I may take you up on that, once I get around to looking in detail at what those tools will and won't do for me. I do have a tendency to push things kind of far with sed -- my gut instinct whenever an RE situation comes up and it's not in an interactive editing session, is to say, "Oh, just run it through sed; that's what pipelines are for." Or worse yet, "It's late and I always screw something up when I try to use sscanf() -- screw it, pipe it through sed, dc, sort, and then sed again, and I won't even try to capture anything until all the math is already done. This works disgustingly often, but as I get farther from "grab the nth space-delimited word" or "extract columns n through m" and more into "insert this token after the first of this type of token that has these allowable forms and before the next of that other type of token that has eight optional constituent parts I might have to recognize" territory, my sed scripts are getting longer and I start thinking "maybe I should treat this grammar as, like, a grammar someday".
But no, I'm not sure I'm actually into 'heavyweight' parsing yet. (I'm not sure where the line is generally considered to be, but I tend to categorize problems as "my first thought before serious analysis was to use sed," and "my first thought before serious analysis was that I'd wind up writing a state machine". I'm thinking heavyweight would be, "yeah, I can do this with my old tools but it's not gonna be fun.") Hmm.
You've probably guessed by now that I'm not using Perl much, because I probably wouldn't be reaching for sed and dc as often if I were.
Re: What, no sed/vi/vim/ex language button?
But no, I'm not sure I'm actually into 'heavyweight' parsing yet. (I'm not sure where the line is generally considered to be, but I tend to categorize problems as "my first thought before serious analysis was to use sed," and "my first thought before serious analysis was that I'd wind up writing a state machine". I'm thinking heavyweight would be, "yeah, I can do this with my old tools but it's not gonna be fun.") Hmm.
You've probably guessed by now that I'm not using Perl much, because I probably wouldn't be reaching for sed and dc as often if I were.

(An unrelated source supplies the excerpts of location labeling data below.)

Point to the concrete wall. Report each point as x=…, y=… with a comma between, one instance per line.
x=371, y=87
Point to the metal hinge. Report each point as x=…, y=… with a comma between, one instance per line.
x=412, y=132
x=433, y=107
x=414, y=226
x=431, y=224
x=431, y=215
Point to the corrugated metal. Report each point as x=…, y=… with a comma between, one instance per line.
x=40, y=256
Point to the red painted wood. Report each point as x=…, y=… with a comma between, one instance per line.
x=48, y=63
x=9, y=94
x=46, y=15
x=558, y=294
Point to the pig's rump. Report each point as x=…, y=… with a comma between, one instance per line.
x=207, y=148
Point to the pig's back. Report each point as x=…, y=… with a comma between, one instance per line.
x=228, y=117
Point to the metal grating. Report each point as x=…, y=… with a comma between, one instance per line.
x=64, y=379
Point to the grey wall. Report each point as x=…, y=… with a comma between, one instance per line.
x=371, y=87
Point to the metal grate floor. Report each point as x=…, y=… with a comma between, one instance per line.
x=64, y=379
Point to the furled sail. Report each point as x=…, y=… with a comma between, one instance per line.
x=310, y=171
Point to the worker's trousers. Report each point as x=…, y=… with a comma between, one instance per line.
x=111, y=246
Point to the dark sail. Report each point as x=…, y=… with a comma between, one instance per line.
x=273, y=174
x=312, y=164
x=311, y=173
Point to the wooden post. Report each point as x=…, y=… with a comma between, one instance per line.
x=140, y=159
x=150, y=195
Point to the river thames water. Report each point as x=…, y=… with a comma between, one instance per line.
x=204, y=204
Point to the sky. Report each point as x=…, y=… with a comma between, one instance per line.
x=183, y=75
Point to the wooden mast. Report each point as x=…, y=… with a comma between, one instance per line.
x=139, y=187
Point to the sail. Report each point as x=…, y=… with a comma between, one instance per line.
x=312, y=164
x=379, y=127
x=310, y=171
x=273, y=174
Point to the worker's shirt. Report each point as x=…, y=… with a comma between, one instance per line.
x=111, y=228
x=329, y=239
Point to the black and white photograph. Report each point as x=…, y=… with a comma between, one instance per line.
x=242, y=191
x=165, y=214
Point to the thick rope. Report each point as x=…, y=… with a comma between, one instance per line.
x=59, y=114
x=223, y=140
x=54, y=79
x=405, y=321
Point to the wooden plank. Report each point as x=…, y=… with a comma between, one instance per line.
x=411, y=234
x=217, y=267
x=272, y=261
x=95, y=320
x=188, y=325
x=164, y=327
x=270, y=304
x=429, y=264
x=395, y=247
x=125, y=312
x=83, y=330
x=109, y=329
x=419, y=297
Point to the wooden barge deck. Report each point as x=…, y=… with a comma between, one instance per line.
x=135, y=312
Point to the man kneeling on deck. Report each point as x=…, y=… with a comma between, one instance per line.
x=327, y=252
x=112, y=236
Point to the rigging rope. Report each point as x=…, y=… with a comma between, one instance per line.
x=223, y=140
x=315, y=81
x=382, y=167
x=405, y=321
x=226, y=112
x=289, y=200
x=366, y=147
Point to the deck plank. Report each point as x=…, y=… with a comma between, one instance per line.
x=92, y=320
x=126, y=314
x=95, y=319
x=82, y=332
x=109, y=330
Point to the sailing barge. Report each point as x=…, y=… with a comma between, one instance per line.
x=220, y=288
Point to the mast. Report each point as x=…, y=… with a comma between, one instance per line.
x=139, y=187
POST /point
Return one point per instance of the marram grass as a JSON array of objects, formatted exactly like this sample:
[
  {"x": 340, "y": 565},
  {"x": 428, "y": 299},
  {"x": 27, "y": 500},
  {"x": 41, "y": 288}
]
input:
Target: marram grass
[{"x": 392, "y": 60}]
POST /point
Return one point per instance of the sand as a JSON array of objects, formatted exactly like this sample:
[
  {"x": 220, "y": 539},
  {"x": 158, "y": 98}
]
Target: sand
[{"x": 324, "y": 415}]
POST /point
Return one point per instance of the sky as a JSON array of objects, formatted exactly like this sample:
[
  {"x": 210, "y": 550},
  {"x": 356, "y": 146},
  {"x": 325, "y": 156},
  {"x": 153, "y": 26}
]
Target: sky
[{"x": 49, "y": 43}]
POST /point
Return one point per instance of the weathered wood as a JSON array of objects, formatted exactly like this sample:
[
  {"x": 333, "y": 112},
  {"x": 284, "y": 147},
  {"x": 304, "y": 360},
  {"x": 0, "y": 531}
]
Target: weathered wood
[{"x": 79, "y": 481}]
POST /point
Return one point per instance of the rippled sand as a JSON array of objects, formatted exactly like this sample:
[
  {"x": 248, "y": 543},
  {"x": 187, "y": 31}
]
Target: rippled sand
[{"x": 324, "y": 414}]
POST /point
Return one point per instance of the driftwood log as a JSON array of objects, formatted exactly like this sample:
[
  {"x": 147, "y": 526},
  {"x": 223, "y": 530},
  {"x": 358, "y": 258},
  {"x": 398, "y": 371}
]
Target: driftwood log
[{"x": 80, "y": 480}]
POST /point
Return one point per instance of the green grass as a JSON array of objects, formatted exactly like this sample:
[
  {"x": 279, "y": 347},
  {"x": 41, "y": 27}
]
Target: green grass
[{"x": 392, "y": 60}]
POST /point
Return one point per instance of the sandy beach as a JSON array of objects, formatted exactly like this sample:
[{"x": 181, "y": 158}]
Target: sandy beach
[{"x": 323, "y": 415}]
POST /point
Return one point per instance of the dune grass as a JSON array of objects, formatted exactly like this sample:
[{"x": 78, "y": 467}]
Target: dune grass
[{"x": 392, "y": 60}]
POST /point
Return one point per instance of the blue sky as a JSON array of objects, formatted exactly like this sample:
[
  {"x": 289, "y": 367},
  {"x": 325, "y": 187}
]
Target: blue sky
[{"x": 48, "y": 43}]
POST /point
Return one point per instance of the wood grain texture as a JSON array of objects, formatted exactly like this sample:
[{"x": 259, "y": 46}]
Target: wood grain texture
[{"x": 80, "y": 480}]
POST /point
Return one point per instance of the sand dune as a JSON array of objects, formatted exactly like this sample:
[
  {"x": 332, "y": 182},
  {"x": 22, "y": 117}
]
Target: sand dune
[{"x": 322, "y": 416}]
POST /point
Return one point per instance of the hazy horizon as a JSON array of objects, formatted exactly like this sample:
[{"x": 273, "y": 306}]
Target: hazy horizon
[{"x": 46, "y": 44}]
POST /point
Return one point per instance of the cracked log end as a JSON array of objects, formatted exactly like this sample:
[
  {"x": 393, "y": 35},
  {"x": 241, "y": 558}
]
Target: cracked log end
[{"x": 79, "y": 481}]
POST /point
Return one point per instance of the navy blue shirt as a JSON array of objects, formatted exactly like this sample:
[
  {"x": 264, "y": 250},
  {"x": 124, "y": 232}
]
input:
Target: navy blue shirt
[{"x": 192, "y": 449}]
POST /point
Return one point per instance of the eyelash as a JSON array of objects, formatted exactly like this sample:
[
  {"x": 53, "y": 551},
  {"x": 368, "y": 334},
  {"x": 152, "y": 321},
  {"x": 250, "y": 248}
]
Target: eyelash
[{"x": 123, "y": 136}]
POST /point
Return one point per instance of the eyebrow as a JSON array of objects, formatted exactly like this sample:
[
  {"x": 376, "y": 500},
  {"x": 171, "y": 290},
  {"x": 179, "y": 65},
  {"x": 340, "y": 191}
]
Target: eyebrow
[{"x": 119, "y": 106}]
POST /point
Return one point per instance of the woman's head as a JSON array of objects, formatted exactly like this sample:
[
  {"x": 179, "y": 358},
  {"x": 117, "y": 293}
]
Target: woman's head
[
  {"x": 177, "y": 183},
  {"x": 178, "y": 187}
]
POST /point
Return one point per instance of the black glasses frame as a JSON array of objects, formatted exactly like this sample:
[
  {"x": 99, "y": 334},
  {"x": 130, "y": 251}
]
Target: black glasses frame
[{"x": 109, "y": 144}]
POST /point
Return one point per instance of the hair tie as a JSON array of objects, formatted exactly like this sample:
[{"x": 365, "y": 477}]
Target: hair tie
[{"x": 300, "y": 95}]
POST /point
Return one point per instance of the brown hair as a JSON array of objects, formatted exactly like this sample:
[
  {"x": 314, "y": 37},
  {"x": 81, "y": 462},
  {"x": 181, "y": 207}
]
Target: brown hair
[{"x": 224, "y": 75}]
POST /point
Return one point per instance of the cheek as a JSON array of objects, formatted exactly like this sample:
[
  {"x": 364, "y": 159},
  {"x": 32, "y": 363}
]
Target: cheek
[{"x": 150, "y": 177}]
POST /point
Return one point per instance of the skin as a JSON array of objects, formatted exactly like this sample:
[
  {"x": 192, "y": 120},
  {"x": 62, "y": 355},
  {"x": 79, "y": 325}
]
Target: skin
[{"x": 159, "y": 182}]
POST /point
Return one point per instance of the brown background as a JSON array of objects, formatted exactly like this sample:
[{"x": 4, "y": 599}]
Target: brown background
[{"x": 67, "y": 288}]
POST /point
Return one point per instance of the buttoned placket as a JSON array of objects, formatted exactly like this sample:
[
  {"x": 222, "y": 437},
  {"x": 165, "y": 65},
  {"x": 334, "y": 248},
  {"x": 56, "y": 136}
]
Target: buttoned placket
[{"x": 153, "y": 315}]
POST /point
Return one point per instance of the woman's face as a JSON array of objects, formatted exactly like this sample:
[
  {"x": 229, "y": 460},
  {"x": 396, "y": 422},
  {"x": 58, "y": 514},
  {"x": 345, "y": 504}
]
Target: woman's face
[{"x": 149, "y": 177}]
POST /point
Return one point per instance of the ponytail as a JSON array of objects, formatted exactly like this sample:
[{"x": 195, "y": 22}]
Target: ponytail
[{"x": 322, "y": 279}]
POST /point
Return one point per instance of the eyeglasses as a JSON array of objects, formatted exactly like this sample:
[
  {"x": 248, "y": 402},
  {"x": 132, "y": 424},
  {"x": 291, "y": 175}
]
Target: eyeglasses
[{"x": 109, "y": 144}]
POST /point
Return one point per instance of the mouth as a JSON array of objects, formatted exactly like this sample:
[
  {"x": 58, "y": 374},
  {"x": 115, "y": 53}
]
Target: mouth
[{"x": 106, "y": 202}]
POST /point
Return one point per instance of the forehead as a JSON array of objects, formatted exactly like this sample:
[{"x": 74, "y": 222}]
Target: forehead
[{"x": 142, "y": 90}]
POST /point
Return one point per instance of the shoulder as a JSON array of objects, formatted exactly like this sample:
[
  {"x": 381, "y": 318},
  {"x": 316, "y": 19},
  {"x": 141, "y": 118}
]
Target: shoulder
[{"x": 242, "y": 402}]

Re: What, no sed/vi/vim/ex language button?
Here's a problem sample that requires parsing - say you want to write a program that does a call graph of perl.
Program goes in, graph that tracks what function calls what comes out.
You can't explain that with regex alone.
FWIW, it's a mildly annoying problem i need to solve one of these days. Last run I took at it left me bleeding in the lambda and class methods.